NFU Scotland has heralded the publication of the UK Government’s vision for food production in the UK as welcome recognition of the growing importance that farming will play in meeting ambitious targets in the future.
NFU Scotland Chief Executive,
Food 2030, launched by Hilary Benn, the Secretary of State for Environment, Food and Rural Affairs at the Oxford Farming Conference, sets out the UK Government’s view of food production in 20 years time. The Scottish Government’s food and drink strategy, titled ‘Recipe for Success’, was launched in June 2009.
NFU Scotland Chief Executive James Withers said:
“We have long advocated that a strong, successful farming sector is the cornerstone upon which politicians can base any strategies that look to tackle the growing number of concerns centred around future food supplies and sustainable production.
“Food 2030 may be the first food strategy to emerge from a UK Government in more than half a century, but it represents welcome recognition that a joined-up food strategy is urgently required and that farmers and growers are a key part in delivering it. The UK vision mirrors much of what the Scottish Government published in its 2009 strategy for Scotland’s £10 billion food and drink industry and it is important that both administrations work together to deliver for the sector.
“Agriculture is arguably facing its greatest ever challenge.
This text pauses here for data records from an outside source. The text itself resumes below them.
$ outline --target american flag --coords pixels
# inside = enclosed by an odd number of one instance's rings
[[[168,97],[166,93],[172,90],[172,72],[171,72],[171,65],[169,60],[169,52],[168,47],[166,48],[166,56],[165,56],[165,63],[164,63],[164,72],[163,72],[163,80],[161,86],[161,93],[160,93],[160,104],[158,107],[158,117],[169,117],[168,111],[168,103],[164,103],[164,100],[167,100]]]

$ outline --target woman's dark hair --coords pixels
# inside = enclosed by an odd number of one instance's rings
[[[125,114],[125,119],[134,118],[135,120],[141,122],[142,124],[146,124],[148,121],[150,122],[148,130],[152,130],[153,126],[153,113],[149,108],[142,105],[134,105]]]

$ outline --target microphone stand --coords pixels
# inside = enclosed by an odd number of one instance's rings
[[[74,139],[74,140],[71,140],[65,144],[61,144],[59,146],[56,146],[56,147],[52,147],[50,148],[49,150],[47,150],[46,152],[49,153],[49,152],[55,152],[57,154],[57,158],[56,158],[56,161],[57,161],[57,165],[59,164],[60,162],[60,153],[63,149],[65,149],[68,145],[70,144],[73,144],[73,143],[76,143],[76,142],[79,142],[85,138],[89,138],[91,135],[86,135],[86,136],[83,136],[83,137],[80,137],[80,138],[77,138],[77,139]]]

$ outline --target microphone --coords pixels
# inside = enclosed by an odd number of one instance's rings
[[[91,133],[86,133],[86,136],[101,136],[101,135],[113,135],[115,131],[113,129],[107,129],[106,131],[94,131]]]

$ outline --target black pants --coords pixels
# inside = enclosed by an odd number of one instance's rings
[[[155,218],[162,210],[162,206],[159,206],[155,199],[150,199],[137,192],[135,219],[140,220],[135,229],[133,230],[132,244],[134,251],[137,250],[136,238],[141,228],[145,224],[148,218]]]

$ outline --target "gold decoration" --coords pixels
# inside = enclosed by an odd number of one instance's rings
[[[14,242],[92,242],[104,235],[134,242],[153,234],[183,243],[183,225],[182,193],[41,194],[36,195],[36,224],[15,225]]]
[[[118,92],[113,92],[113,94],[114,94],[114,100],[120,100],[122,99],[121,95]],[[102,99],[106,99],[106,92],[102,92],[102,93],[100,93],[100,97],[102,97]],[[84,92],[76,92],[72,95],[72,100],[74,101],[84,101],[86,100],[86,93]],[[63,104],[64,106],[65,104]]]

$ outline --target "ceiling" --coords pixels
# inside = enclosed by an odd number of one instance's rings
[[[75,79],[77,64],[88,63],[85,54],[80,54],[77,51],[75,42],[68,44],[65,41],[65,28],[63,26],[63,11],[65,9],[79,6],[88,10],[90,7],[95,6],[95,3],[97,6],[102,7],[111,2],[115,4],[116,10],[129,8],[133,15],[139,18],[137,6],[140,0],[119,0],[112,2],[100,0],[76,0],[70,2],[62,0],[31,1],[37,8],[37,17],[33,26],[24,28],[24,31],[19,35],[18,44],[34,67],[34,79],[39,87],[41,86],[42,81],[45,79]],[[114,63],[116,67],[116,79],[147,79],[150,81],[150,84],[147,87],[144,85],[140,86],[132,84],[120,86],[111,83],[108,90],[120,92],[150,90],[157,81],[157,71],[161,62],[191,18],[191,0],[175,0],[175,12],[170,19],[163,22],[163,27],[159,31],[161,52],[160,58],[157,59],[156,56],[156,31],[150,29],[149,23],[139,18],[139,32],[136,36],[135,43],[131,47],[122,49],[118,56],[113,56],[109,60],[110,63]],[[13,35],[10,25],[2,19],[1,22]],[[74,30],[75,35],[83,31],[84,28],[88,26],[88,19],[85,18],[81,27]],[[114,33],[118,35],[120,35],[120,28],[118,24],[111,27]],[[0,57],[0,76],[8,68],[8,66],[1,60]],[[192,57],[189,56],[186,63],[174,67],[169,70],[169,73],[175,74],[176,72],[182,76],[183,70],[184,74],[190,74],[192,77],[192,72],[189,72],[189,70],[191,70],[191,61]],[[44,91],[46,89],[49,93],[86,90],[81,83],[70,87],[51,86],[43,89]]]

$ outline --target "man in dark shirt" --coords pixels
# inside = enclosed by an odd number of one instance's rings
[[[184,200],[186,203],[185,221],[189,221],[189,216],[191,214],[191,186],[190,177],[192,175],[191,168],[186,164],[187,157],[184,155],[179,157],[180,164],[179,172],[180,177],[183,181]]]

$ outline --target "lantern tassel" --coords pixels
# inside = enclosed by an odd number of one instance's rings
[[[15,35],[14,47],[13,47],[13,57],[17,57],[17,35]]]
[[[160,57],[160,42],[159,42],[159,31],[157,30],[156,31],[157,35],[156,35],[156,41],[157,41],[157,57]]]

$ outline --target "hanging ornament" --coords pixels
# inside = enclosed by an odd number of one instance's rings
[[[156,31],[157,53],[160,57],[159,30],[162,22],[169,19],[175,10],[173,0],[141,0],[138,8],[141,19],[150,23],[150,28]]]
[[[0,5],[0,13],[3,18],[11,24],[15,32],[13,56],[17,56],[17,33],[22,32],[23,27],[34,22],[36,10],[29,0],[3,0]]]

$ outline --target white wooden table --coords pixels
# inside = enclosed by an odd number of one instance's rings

By 2030, it must provide the nutritional requirements for a growing global population by increasing food production by 50 percent. However, it must produce more food from less land, use less water, reduce its usage of energy and fertiliser, and continue to cut greenhouse gas emissions....all within the next 20 years.
“History has shown us how responsive agriculture can be so I have no doubt that these future challenges can be met. However, the resilience and ingenuity of the agriculture industry must be matched by Government investment in education, skills, science and renewables. The Defra plan for 2030 sets out that framework but it will be judged by farmers on delivery.
“Food 2030 also recognises that all parts of the food supply chain have responsibilities. A fair supply chain, which rewards progress, rather than reduces margins for those at the production end will be critical. The Tories used a platform at the Oxford conference to confirm their commitment to the creation of an Ombudsman to police relationships in the grocery sector. That is most welcome and we hope that this provides the necessary impetus that would allow the UK Government to come to the same conclusion and accept the Competition Commission’s recommendations on this matter.”